ドキュメンタリーコース

ドキュメンタリーをとおして人間を見つめる
企画、撮影、編集…、すべてを体験的に学ぶ

ノンフィクションもまたフィクションであることを理解し、映像と現実の不⼀致を確かめながら、メディアのあり方やジャーナリズムの役割について探究します。
キャメラを通して人間と向き合うとはどういうことか、映像によるコミュニケーションの多様性を学びます。

ドキュメンタリーコース

コース紹介

学びのポイント

POINT 1

徹底的な取材調査で立体的な人間描写を追求します。

POINT 2

少人数編成 (2~5人)の実習ですべての役割を経験しながら、映画作りの基本を学びます。

POINT 3

実際に制作したドキュメンタリー映画は、地域での上映会や劇場で公開することもあります。

学びの流れ

2年次前期

⼈間と映画の多様性についての理解を深める「演出基礎演習Ⅰ〈ドキュメンタリー〉」

短編ドキュメンタリーの制作を通して、映画制作フローの多様性を学びます。

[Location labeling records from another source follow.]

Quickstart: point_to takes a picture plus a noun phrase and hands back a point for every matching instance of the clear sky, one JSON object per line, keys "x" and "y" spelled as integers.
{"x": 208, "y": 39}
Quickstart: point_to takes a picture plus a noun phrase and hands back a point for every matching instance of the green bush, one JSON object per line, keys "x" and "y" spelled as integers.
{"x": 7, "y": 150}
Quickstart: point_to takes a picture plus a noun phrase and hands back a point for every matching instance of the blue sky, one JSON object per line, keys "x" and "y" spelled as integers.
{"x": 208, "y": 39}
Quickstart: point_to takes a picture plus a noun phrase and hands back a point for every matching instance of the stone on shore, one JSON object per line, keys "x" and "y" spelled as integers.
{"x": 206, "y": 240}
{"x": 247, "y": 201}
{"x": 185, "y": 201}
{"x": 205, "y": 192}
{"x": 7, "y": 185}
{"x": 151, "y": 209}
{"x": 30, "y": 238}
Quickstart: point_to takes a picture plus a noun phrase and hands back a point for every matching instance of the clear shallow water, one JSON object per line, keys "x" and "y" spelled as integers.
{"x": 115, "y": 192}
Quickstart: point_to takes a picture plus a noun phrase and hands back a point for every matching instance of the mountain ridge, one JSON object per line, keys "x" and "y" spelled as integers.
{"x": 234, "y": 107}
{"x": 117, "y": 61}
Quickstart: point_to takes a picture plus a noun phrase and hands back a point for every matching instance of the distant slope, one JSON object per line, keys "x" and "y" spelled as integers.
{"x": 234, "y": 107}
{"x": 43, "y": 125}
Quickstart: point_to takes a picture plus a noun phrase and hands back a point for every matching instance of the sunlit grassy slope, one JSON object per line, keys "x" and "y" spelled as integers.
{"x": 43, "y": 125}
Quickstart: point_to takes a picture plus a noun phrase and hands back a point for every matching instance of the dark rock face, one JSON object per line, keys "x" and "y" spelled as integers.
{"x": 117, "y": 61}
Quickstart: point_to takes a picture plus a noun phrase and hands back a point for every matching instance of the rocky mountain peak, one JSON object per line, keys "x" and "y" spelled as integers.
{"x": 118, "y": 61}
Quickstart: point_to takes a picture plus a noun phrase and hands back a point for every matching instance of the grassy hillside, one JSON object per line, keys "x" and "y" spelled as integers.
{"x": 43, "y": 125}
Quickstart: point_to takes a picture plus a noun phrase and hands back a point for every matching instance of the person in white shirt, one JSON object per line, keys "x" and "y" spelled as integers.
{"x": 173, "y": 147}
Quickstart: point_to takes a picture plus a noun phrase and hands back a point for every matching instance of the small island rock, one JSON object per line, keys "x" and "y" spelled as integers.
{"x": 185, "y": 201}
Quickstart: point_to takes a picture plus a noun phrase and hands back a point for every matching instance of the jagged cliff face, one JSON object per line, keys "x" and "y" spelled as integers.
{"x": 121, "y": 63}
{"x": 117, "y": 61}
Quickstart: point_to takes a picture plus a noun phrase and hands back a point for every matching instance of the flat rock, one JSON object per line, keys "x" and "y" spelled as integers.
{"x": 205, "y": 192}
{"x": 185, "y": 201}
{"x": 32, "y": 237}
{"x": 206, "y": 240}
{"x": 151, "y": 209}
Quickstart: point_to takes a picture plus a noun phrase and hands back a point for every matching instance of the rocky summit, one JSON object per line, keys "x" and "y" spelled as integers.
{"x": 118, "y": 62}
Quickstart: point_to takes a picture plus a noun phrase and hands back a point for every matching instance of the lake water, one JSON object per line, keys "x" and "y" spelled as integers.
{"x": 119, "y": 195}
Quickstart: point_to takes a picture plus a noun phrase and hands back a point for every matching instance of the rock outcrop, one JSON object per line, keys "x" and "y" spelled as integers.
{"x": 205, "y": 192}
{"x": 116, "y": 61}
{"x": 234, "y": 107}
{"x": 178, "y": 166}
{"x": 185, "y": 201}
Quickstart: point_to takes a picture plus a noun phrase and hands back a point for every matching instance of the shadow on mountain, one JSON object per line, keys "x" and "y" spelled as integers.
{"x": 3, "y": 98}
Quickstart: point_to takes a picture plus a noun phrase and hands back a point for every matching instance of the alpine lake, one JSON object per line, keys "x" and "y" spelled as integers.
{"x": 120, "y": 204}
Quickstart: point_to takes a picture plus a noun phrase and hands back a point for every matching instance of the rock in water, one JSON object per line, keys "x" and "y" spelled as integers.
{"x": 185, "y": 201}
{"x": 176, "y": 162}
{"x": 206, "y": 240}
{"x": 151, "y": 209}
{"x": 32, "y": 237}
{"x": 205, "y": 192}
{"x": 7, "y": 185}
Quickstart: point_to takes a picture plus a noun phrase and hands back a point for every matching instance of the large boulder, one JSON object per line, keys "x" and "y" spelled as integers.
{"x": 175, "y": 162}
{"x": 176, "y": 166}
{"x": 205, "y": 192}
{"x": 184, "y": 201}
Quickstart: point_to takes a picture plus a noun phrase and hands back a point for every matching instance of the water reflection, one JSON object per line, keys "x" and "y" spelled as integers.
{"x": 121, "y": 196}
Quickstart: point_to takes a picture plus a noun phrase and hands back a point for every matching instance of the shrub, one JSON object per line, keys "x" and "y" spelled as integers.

取材対象者との交流を深めながら⾃らの人間観を拡げ、現実を生きる人間を活写することの難しさと、人間に相対することの面白さを学びます。


2年次後期

脚本と演出についての理解を深める「演出基礎演習Ⅱ〈ワンシーン〉」

数⾏の脚本をテキストに、そこに書かれている⾏為、出来事、人物を映像化していきます。ロケハン、美術準備、演技指導、カット割り、編集という⼯程を繰り返すことで、シナリオの読解⼒と演出の基本を学びます。


3年次前期

複数のワークショップをとおして実践的な技術を身につける「ドキュメンタリー専門演習Ⅰ」

「街を撮る」、「部屋を撮る」、「暮らしを撮る」という3つのワークショップで言葉に頼らない映像表現について考えます。次いで「インタビューを撮る」という実習を通して主人公の感情を表現するインタビューの撮影法を学びます。最後に、学んだすべての表現手法を用いて「学生の一日を撮る」という実習を行います。


3年次後期

企画を⽴てる⼒を身につけ、ドキュメンタリーの可能性を探る「ドキュメンタリー専門演習Ⅱ〈企画ワークショップ〉」

企画のあり⽅とドキュメンタリーの多様性について考えます。⾃分たちで企画を⽴案し、取材対象者や出来事へのアプローチ⽅法、主題の広がりについて議論を繰り返して作品の可能性を検証します。卒業制作に向けて、ドキュメンタリー制作の過程とスタッフの役割、主題と⼿法についての理解を深めます。


4年次

4年間の集大成「卒業制作〈ドキュメンタリー〉」

これまで修得したあらゆる知識と技術を総動員して、⼀般公開できるレベルの作品を制作します。出来上がった作品の上映まで⾃分たちの⼿で⾏うことで、映画をどのように観客に届けるのか、「⾒せる」ためのプロセスも体験的に学びます。(卒業制作上映会公式HPはこちら


メッセージ

安岡卓治

作り手の想像力がモノを言う
ドキュメンタリーは「フィクション」だ

安岡卓治Yasuoka Takaharu教授/映画プロデューサー

事実を淡々と映し出すイメージを抱かれがちなドキュメンタリー。しかし、キャメラで切り取れるのはあくまでも現実のごく一部。作り手が一貫したテーマ・コンセプトのもと、想像力と柔軟性をもって数々の「断片」をつなぎ合わせ、どのように再構成するかが作品のクオリティを左右します。取材を受ける側は、キャメラを向けられることで無意識に「演技」をしてしまうものです。キャメラの存在を気にせずに話をすることができる環境や人間関係作りによって、観る側の心を揺さぶる言葉が引き出される。そして、その人の存在価値やメッセージを社会に伝える深みのある作品ができていくのです。
そこに描かれるのは作り手の世界。フィクションといってもよいでしょう。